Scotland has banned the fishing industry from shooting seals.
According to the Humane Society International (HSI), every year a significant number of seals are shot in Scotland. This is done in a bid to protect commercial fish farms and fisheries.
The Scottish Parliament has now approved a new bill, called the Animals and Wildlife (Penalties, Protections, and Powers) (Scotland) Bill, which will put an end to the cull. The bill amends the Marine Scotland Act of 2010. It repeals the provision to grant licenses to shoot seals to protect fisheries and fish farms.
While the ban will have a positive impact on animal welfare, HSI notes that it is linked to the US Marine Mammal Protection Act’s regulatory requirements. These come into effect from the beginning of 2022. The requirements mean that Scotland would not be able to export salmon to the U.S. in two years’ time if seal shooting continued.
Since 2011, the Scottish government estimates nearly 2,000 seals have been shot. HSI states that the actual figure could be higher, due to under-reporting. There is also no independent verification of the kills.
Shooting does not always lead to instant death, says HSI, which prolongs the animal’s suffering, but also means that they may not show up in official statistics.
Pregnant females can also be shot, as well as those with dependent pups.
‘Critically Important for Seal Welfare’
“An alarming number of seals are shot and killed in Scottish waters,” said HSI’s senior marine scientist Mark Simmonds OBE in a statement. “There is evidence that some are likely to be injured and die a slow and painful death at sea.”

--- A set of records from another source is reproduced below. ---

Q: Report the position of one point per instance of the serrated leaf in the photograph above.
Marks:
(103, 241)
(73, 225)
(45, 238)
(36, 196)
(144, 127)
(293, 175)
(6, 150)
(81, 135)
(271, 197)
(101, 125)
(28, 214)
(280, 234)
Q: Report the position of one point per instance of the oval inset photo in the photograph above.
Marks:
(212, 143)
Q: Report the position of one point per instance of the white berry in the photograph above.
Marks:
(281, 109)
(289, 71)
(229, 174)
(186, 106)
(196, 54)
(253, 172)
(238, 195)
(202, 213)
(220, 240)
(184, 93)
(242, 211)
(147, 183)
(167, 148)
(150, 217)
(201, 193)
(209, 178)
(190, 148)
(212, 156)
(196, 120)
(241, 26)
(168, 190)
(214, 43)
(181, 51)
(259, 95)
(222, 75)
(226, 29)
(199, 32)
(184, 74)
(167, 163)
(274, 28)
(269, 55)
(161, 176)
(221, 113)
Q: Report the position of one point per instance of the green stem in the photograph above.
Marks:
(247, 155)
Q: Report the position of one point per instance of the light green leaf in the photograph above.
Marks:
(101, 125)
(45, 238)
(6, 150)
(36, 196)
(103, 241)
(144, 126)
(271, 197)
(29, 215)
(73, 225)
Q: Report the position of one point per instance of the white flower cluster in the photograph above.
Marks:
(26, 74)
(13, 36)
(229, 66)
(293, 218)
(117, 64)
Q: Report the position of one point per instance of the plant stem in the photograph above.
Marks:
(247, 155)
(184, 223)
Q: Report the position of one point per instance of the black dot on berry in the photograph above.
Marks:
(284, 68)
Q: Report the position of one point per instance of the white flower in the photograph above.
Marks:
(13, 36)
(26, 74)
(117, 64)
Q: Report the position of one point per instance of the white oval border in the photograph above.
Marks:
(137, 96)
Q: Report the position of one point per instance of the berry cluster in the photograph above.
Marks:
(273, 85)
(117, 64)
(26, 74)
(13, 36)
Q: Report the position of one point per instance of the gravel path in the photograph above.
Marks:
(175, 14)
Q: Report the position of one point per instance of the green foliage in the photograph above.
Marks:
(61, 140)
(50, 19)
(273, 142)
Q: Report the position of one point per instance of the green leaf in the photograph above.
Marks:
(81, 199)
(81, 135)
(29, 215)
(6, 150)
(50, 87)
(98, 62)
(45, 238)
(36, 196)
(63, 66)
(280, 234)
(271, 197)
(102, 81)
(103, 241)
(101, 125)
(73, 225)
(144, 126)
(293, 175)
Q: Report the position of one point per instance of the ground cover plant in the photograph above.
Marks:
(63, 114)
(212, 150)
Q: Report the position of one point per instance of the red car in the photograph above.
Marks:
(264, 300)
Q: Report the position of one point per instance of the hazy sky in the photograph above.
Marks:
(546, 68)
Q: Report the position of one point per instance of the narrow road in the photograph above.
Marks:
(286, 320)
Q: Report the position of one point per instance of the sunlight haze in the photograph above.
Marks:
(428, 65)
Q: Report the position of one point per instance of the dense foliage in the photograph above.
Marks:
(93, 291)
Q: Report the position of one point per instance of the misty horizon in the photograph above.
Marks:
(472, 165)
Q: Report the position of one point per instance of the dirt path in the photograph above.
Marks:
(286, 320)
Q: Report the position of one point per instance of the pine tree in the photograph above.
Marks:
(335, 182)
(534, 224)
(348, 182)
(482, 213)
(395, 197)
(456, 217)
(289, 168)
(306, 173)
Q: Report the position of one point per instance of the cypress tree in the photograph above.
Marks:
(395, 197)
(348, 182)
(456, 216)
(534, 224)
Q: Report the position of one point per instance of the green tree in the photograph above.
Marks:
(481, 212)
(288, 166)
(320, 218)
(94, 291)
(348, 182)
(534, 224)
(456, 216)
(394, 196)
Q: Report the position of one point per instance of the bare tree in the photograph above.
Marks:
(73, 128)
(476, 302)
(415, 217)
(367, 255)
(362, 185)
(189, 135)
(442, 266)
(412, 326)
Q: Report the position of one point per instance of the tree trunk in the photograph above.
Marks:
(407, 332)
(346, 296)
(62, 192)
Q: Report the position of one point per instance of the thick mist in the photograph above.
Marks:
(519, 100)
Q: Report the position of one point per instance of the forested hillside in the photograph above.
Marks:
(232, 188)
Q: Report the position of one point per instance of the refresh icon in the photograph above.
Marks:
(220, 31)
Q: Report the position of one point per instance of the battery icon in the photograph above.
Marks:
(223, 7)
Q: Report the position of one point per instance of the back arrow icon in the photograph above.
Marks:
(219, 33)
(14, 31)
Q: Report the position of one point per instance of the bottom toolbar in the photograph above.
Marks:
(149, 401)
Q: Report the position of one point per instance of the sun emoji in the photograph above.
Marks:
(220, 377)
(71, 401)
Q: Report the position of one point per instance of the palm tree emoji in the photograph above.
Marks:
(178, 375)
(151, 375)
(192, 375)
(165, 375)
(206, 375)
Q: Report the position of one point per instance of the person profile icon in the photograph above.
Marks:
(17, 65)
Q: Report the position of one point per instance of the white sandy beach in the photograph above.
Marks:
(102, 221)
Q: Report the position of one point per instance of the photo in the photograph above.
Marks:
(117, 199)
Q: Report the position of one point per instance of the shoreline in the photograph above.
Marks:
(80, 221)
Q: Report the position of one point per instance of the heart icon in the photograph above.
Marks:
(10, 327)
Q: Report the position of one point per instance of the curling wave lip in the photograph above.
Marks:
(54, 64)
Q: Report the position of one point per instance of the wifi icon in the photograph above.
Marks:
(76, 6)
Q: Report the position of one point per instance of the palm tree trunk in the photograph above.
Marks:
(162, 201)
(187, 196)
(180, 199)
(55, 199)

He added that the ban on seal shooting is “critically important for seal welfare in British waters.”
The penalty for shooting a seal illegally has also increased. Perpetrators could receive a prison sentence of up to one year or a £40,000 fine, or, on indictment, they could receive an unlimited fine or up to five years in prison.
The UK has two seal species: the rare grey seal and the more common harbour seal. Of the former, the UK is home to around 40 percent of the world population, of the latter, it’s home to around 5 percent of the world population.
“We share our seas with these charismatic marine mammals,” said Simmonds. “It is simply unacceptable to kill them for eating the fish in their ocean home.”